The statement was issued in reply to media queries on Singapore's approach towards potential environmental impact of projects involving land reclamation in the Straits of Johor.

"Singapore remains committed to working together with Malaysia to address our concerns over the potential transboundary environmental impact of Malaysia's reclamation projects," it said.

-- BERNAMA


REPLY BY MINISTRY OF THE ENVIRONMENT AND WATER RESOURCES TO MEDIA QUERIES ON SINGAPORE’S APPROACH TOWARDS POTENTIAL ENVIRONMENTAL IMPACT OF PROJECTS INVOLVING LAND RECLAMATION IN THE STRAITS OF JOHOR

MEWR 17 Feb 16;

Responding to media queries, the Ministry of the Environment and Water Resources said that Singapore has been in close contact with Malaysia to anticipate, discuss and mitigate any negative transboundary environmental impact arising from reclamation projects in the Straits of Johor. Such exchanges of information and solutions are facilitated under the ambit of the Malaysia-Singapore Joint Committee on the Environment network.

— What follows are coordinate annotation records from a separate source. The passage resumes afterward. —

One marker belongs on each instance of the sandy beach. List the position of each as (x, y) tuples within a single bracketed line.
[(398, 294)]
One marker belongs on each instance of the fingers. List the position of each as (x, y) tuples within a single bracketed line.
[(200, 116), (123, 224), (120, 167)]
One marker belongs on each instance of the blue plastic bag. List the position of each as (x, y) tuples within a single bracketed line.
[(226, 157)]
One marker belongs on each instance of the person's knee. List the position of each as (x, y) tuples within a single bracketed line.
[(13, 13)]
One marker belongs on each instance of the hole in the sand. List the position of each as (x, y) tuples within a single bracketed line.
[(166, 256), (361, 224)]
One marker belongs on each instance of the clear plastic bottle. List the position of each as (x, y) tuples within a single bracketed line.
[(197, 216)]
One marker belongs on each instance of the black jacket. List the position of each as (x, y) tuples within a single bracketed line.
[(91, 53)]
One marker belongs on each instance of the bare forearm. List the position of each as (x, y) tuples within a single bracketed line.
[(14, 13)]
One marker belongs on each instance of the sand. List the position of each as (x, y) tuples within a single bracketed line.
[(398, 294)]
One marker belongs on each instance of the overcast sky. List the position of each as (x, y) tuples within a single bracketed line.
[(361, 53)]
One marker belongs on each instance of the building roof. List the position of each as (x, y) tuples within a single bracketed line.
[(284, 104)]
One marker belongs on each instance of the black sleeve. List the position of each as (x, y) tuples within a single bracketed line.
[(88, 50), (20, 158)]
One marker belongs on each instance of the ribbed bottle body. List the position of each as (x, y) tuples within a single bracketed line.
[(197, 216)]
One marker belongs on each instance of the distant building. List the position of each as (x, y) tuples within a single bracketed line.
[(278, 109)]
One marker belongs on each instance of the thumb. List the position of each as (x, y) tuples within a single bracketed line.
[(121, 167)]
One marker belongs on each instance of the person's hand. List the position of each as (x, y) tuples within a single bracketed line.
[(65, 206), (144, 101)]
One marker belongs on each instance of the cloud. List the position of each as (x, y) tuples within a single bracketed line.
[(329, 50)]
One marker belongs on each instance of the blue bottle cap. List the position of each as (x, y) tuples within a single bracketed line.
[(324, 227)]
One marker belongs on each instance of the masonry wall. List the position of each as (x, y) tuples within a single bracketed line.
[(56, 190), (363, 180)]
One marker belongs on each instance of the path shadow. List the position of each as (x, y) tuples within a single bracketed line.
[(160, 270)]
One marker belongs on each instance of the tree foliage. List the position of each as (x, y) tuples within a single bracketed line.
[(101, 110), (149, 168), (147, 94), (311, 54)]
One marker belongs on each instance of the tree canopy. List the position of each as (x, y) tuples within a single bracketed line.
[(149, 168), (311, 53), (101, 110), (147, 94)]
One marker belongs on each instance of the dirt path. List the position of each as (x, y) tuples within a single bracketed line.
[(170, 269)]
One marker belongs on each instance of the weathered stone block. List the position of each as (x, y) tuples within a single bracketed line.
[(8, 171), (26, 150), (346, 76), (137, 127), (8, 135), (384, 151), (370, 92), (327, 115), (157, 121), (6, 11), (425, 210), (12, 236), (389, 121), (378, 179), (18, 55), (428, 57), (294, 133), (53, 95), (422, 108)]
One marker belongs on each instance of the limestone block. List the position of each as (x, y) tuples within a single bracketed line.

Regarding the reported comments by Malaysian Minister of Natural Resources and the Environment Datuk Seri Dr Wan Junaidi Tuanku Jaafar on 4 February 2016 that the Johor development project involving sea reclamation had so far not affected Singapore, and would not bring negative impact to Singapore, Singapore has in fact raised our concerns on many occasions. Singapore is concerned that reclamation work on some of the Malaysian projects in the Straits of Johor may have commenced without the requisite Environmental Impact Assessment (EIA) and that, in cases where Malaysia informed Singapore that EIAs have been conducted, not all the EIA reports have been shared with Singapore. In this regard, Singapore has highlighted to Malaysia that an EIA needs to be conducted before any reclamation is carried out to confirm that the works will not have any adverse transboundary impact. For projects where the EIA reports have been shared with Singapore, Singapore analyses the EIA report’s findings and seeks clarification from Malaysia where necessary. For Johor’s Forest City project, Singapore is presently in the midst of such analysis. In addition, Singapore also continues to monitor the progress of these projects for potential environmental impact.

Singapore remains committed to working together with Malaysia to address our concerns over the potential transboundary environmental impact of Malaysia’s reclamation projects.